温厚な父、ピアニスト志望だった母、そして3人の兄と妹、弟、さらに祖父母と10人の大所帯の中で、私は長女としてたくさんの愛に包まれて育ちました。
紫明(しめい)って、珍しい名前でしょ。「山紫水明」をイメージして祖父がつけてくれたんです。
ピアノは3歳から習い始め、大阪音楽大学ピアノ科を卒業後、大阪フィルハーモニー交響楽団のクラリネット奏者だった川崎良一と結婚しました。夫はのちに、大阪文化祭賞を受賞したほどの名手で、強い探究心があり、奏法の研究のためイスラエル、ウィーン、パリを経てベルリン国立芸術大学に留学。
私も3歳になる長女をつれて、ベルリンへ留学しました。「お金持ちだったのね」と言われそうですが、一番大切にしていたグランドピアノを手放して旅費を作り、片道切符で夫のもとへ行ったんです。二人とも学費は奨学金。夫は現地の日本レストランでアルバイトをしながらの生活でした。

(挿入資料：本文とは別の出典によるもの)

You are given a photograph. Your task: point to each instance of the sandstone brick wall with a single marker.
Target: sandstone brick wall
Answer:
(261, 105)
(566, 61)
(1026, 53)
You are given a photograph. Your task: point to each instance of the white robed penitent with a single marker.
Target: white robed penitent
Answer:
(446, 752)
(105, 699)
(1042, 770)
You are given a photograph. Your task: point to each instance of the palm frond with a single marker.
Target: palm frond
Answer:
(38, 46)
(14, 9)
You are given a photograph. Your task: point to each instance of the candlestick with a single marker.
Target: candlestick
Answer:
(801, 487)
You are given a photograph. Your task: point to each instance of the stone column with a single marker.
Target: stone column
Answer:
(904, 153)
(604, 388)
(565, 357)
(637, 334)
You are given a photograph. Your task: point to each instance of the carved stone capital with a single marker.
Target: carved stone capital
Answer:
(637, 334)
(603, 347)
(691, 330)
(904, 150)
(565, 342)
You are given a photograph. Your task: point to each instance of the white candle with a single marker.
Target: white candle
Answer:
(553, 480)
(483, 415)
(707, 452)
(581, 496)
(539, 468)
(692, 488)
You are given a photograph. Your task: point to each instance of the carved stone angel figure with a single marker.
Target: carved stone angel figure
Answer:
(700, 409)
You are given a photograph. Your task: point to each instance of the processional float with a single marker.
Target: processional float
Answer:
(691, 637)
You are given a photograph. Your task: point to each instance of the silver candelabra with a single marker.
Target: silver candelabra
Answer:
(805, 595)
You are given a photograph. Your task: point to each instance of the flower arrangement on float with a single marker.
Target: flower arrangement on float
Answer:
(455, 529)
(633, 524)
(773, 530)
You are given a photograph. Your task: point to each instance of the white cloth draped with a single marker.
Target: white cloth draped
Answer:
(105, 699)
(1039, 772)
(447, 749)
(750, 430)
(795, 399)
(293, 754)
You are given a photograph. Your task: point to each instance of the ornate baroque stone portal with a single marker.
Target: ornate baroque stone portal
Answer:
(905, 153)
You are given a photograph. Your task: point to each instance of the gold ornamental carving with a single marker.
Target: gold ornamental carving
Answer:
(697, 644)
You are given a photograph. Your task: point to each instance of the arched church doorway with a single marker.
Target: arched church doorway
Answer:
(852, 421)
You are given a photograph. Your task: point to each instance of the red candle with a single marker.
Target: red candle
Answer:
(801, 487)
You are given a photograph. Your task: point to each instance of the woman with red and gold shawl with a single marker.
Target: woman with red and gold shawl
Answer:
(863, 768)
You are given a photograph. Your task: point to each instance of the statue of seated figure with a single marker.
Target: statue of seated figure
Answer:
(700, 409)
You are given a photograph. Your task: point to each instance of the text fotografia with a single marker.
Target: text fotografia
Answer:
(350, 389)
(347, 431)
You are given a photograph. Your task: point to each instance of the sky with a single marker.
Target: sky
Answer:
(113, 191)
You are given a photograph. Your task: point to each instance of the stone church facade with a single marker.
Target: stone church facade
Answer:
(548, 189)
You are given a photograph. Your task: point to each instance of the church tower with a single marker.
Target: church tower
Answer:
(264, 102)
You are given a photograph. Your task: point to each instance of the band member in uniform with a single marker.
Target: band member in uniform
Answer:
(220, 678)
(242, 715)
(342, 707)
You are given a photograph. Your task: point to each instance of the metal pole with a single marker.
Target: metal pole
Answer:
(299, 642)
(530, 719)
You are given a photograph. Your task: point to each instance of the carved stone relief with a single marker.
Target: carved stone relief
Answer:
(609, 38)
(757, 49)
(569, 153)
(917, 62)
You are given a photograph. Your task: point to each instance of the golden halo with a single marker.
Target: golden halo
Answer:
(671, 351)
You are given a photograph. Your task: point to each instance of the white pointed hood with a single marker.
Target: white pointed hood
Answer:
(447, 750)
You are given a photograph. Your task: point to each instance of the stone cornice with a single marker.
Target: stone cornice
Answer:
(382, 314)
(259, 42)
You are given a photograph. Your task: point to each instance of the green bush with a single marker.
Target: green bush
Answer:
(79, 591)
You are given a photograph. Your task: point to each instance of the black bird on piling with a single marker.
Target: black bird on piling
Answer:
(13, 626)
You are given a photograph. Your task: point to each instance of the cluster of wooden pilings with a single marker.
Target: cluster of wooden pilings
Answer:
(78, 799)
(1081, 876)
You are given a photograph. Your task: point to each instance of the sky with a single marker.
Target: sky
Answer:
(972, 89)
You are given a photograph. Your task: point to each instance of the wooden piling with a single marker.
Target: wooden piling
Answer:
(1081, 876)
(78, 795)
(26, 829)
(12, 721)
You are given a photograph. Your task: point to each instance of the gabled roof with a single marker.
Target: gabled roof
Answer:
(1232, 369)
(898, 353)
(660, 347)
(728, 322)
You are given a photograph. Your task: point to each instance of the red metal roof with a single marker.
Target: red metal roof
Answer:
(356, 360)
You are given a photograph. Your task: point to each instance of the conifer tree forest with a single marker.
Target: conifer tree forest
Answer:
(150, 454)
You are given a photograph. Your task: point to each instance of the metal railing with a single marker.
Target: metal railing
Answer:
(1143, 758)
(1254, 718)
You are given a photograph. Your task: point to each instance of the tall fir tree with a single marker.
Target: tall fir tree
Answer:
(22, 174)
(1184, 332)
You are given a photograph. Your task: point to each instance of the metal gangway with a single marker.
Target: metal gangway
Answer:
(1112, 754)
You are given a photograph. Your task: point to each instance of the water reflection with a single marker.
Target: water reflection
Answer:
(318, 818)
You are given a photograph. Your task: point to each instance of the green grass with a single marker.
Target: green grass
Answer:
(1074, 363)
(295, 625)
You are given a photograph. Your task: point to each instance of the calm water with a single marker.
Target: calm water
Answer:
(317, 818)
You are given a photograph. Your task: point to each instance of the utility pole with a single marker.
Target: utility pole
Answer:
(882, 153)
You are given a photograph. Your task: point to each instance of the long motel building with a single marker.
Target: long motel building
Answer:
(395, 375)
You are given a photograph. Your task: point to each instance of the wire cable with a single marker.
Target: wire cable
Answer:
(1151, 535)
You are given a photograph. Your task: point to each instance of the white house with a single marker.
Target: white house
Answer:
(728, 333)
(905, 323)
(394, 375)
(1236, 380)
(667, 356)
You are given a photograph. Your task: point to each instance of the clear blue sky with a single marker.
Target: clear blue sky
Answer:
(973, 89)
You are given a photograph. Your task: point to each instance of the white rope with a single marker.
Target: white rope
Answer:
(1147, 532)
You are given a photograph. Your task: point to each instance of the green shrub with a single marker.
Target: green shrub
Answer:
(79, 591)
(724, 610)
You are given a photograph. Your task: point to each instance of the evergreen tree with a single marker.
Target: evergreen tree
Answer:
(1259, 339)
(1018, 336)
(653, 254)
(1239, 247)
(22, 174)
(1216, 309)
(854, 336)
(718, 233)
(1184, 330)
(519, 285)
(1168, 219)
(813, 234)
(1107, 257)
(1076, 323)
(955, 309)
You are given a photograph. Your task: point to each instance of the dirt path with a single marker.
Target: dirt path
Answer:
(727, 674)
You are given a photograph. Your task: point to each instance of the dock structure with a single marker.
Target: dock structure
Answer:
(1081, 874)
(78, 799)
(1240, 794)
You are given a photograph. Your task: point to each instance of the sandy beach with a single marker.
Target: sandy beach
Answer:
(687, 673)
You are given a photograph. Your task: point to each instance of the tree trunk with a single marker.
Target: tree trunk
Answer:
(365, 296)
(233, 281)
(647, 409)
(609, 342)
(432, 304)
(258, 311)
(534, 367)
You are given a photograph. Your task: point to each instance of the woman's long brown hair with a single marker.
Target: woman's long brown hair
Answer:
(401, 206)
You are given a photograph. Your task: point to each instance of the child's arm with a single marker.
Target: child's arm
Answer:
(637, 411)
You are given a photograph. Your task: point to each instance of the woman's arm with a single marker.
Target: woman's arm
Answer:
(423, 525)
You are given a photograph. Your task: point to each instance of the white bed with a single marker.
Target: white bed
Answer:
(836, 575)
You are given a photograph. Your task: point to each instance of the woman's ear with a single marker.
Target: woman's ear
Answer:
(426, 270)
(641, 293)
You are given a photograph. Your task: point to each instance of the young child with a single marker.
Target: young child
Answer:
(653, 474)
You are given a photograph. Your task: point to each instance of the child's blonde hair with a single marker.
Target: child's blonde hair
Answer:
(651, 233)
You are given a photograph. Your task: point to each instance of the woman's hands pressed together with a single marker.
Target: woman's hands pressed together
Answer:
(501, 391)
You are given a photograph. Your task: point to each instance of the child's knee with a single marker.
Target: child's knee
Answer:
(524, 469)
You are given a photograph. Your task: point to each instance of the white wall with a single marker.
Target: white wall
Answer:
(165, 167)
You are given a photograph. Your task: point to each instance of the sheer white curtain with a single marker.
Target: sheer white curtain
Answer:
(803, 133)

貧しくも芸術的な感性があふれる環境の中で、多くの感動と刺激を受けました。忘れられないエピソードのひとつが、芸術大学での最初のレッスンです。
ベートーベンのピアノコンチェルトのソロパートを必死で練習していったのですが、レッスンでは先生がソロパートを弾かれ、私は初見でオーケストラパートを弾かされたのです。しどろもどろの私に先生は「私のすべてをあなたに注ぎましょう」と言ってくださり、涙がこぼれました。それまで1日8時間ぐらい練習してもできなかった箇所が、スラスラと弾けるようになっていく経験は今でも不思議です。
帰国後、ベルリン留学の経験を生かし、「芸術的水準の高さを日本にも」という夢と理想を描いて、大阪の地でアサフ音楽院を設立。2006年に横浜に移転し、のべ1000人の生徒を育成しました。
また、スズキ・メソードとグレン・ドーマン博士の教えのもと、二人の娘とともに「音符ビッツ」を開発しました。「音符ビッツ」は脳科学理論に基づいた教材で、CDと併用することで脳が6倍活性化されることが解明されたことから、視覚と聴覚の統合学習法として、大きな成果を上げています。心・脳・身体をバランスよく育み、音楽の基礎を築くと同時に豊かな知性と感性が培われます。そして社会貢献ができる人材の育成を目的とします。
アサフ音楽院には音符ビッツ教室、ピアノ教室のほか、ハープ教室、ヴァイオリン教室もあります。各種コンクールに入賞など国際経験豊かな講師の指導により、筑波大学附属駒場中高、東京芸術大学などへの進学実績をはじめ、優秀な人材を輩出しています。